This time, an unknown group called the Indian Mujahedin claimed responsibility for the blasts. E-mails sent to TV networks and a Hindu political party included videos showing one of the bicycles used in the bombings, its serial number clearly visible. But many security experts think the group is actually a front, a ruse meant to put an indigenous face on a foreign-based organization.
Among the chief suspects is Harkat-ul-Jihad-i-Islami, or HuJI for short. HuJI has been blamed for bombings before, including blasts in Uttar Pradesh and Hyderabad last year that killed scores. It’s also thought to be tied to a 2002 attack on the American Center in Kolkata. If authorities are right about the group, they have a dangerous new trend on their hands. For HuJI is not based in Pakistan—India’s rival and the source of most Islamist terror in the past—but in Bangladesh: India’s other large Muslim neighbor. “Bangladesh is becoming a haven for transnational Islamists,” says Brahma Chellaney of the Centre for Policy Research in New Delhi. “It is in danger of becoming another Pakistan.”
The threat isn’t entirely new; for years, separatists fighting India have used bases in Bangladesh’s lawless and impoverished hinterland, slipping across the porous 4,000-km border at will. What is new, however, is that these secular insurgents are now being joined by Islamic militants, a trend that’s accelerated since 2004, when Pakistan began reining in terrorists on its own soil under an agreement with India and under pressure from Washington. Deprived of their old bases, some of these groups—which allegedly still get aid from elements in Pakistan’s intelligence services—have now decamped to Bangladesh, where they’ve found a wellspring of recruits among the country’s increasingly disaffected population.
Some of these groups, including HuJI, have also allegedly received protection from mainstream Bangladeshi political parties, including the Bangladesh Nationalist Party, which governed the country from 2001 to 2006. Col. Gurinder Singh of the Institute for Defense Studies and Analyses in New Delhi says that Bangladeshi politicians have found it increasingly useful to fan anti-India sentiments and to blame New Delhi for Bangladesh’s economic and political chaos. Such rhetoric has lent legitimacy to anti-India terrorist groups. Singh notes that this stands in sharp contrast with Pakistan, where mainstream politicians have recently emphasized their desire for peace with India.
HuJI started out in the 1980s as one of many Pakistan-based militias fighting the Soviets in Afghanistan. It then began targeting Indian forces in Kashmir. In 1992, it set up a branch in Bangladesh (known as HuJI-B), allegedly, according to Indian security experts, with financial support from Osama bin Laden, and began calling for the creation of an Islamic state there. In addition to attacks against India, HuJi-B has been linked to dozens of bombings and assassinations in Bangladesh, targeting moderate leaders, intellectuals and journalists. HuJI-B reportedly maintains a half-dozen camps in the hills outside Chittagong and farther south.

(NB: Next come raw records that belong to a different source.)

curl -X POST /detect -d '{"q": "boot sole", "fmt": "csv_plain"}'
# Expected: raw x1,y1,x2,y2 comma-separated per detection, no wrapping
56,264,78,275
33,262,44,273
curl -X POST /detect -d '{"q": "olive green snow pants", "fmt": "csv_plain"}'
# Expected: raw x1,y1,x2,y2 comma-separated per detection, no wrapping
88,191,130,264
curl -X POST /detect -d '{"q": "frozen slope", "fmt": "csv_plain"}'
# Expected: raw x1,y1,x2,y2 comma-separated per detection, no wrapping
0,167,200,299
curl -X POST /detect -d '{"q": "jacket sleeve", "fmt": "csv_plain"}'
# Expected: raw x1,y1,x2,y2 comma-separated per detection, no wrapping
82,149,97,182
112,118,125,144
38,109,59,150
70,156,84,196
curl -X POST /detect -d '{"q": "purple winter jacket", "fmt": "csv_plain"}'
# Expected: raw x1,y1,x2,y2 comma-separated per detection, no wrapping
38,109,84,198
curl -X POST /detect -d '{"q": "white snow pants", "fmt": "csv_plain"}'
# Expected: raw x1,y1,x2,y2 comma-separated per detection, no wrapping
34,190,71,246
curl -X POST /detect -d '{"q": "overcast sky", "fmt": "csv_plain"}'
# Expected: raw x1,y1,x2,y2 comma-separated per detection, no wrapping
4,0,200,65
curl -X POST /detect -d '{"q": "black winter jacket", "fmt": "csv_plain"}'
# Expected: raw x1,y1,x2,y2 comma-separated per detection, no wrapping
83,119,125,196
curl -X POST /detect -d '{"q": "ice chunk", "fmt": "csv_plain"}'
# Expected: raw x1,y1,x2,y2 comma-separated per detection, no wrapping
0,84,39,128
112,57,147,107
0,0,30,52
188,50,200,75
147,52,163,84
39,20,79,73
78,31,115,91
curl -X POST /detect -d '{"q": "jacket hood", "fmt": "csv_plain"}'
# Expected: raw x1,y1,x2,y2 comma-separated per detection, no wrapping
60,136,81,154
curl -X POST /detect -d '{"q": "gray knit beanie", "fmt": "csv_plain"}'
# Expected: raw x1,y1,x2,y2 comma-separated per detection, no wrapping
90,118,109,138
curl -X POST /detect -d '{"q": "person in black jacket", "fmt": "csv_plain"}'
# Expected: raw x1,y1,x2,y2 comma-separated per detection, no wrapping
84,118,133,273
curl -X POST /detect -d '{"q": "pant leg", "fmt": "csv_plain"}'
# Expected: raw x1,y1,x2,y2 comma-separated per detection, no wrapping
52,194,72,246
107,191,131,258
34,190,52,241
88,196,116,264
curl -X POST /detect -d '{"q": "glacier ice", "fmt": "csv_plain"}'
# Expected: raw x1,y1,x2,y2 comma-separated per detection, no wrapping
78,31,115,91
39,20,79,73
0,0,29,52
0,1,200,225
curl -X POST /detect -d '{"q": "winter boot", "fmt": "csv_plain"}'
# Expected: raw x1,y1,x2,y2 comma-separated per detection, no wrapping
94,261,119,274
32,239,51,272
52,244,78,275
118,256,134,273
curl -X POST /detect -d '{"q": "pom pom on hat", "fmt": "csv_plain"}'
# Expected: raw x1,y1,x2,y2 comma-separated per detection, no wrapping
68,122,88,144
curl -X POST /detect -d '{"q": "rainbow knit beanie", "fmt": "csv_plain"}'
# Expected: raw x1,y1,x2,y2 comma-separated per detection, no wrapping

In March, the U.S. State Department made HuJI-B a “specially designated global terrorist organization,” noting that the group had signed bin Laden’s 1998 fatwa declaring U.S. citizens legitimate targets. But the real threat posed is to New Delhi. India is home to millions of Bangladeshis, many of them illegal migrants, whose urban communities may provide comfortable hiding places for extremists. The Indian government has lately been trying to improve ties with the Army-backed caretaker government in Dhaka, and these efforts have started paying off, says Indian security expert Wasbir Hussain. “For the first time, the [Bangladeshi] authorities have said they will seriously consider India’s claim that there are up to 200 terrorist camps in Bangladesh,” he says. “Before, they denied this outright.”
But many doubt whether Bangladesh’s fragile government can take on the militants. “The state is getting weaker,” says Suba Chandran of India’s Institute of Peace and Conflict Studies. “Even if the government is sincere in trying to stop Islamic militancy from spreading, I am not sure they are able to do it.” If New Delhi applies too much political pressure—or attempts military action against the terrorist bases—it could further destabilize Bangladesh. Given the instability in Pakistan, the last thing India wants is two failed states on its borders. At least Bangladesh doesn’t have nuclear weapons.